By Shreeya Nanda, Senior medwireNews Reporter
Response-guided addition of adefovir to lamivudine-based therapy not only maintains long-term viral suppression in Chinese chronic hepatitis B patients with compensated liver cirrhosis, research suggests, but also improves liver function.
In this prospective study, 100 patients were assigned to different groups based on serum hepatitis B virus (HBV) levels after 24 weeks of lamivudine treatment, report Hong Wang (Fudan University, Shanghai, China) and co-workers in the World Journal of Gastroenterology.
Specifically, patients with complete and partial virological responses to lamivudine, defined as HBV levels of 60 IU/mL or below and between 60 IU/mL and 2000 IU/mL, respectively, were given adefovir in addition to ongoing lamivudine at week 48. But for those with an inadequate response, that is, with serum HBV levels higher than 2000 IU/mL, adefovir was added earlier, at week 24.
For individuals with a partial or inadequate response, the addition of adefovir resulted in a further reduction in serum HBV levels of around 1 log10 IU/mL. And by week 72, partial response patients had achieved a median HBV DNA level below the lower limit of detection, a target that was not reached in inadequate response patients during the course of treatment.
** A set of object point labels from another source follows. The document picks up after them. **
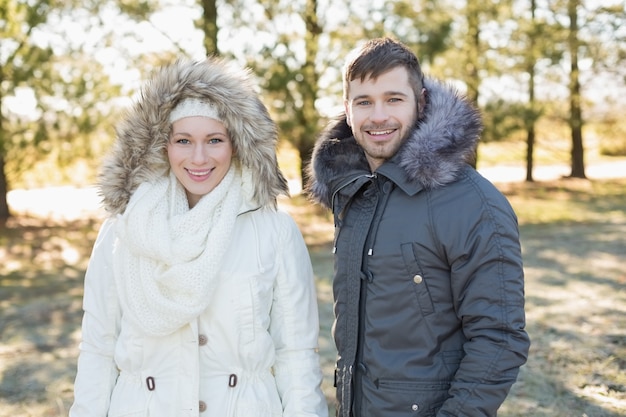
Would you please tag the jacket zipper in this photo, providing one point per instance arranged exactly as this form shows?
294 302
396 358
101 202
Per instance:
341 187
At week 144, the undetectable HBV DNA rate varied significantly between the 49, 31 and 20 patients who had a complete, partial or inadequate response, at 95.96%, 66.67% and 35.29%, respectively.
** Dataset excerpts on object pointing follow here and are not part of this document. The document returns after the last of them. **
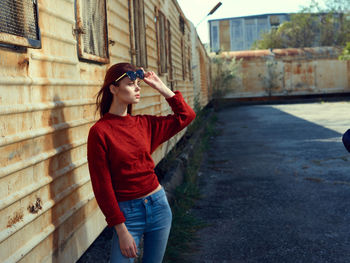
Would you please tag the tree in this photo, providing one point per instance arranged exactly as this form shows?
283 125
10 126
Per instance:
312 26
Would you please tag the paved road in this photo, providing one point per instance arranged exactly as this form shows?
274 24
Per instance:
276 186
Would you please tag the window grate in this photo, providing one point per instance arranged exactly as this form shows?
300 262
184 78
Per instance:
19 18
92 30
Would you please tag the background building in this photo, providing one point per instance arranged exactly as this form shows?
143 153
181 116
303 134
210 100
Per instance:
239 33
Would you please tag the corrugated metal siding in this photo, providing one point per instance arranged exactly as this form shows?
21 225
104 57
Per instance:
47 209
290 72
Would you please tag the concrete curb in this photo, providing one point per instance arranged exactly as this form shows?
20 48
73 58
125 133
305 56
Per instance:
174 177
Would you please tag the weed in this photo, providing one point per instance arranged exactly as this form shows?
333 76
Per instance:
185 224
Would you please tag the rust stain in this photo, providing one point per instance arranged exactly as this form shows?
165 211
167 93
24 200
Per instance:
34 208
18 216
310 69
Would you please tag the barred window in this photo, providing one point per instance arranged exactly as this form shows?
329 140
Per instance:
91 30
140 33
19 23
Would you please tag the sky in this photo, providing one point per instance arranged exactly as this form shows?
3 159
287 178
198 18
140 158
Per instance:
196 10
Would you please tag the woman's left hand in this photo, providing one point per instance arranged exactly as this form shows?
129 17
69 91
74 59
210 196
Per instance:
155 82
The proportion of patients with YMDD mutations in the HBV reverse transcriptase gene, associated with lamivudine resistance, also differed significantly between the groups, at 0.00% in complete response patients, and 3.23% and 15.00% in those with a partial and inadequate response, respectively.
Serum alanine aminotransferase levels were significantly lower and serum albumin levels significantly higher at week 48 than at baseline in all groups. The researchers point out, however, that these changes were attributable to lamivudine therapy alone in participants with complete and partial responses, but to the combination of lamivudine and adefovir in inadequate response patients.
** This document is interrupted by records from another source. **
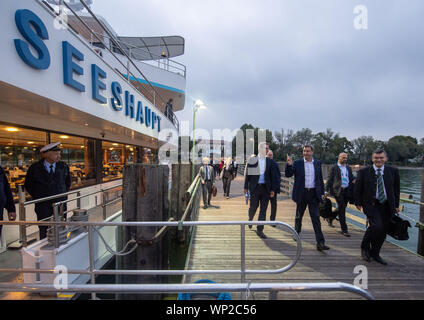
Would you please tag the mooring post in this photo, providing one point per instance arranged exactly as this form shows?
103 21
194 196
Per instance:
420 248
145 198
Thus, patients with a complete or partial response to lamivudine can benefit from the addition of adefovir, say the authors, but, noting that HBV DNA levels did not decrease markedly from week 24 to 48 in partial response patients, they propose the immediate add-on of adefovir at week 24.
Given the poorer response of inadequate response patients, despite the earlier initiation of adefovir, the team suggests “switching to more potent antiviral agents with a high genetic barrier and without cross-resistance to [lamivudine] would be a better choice”.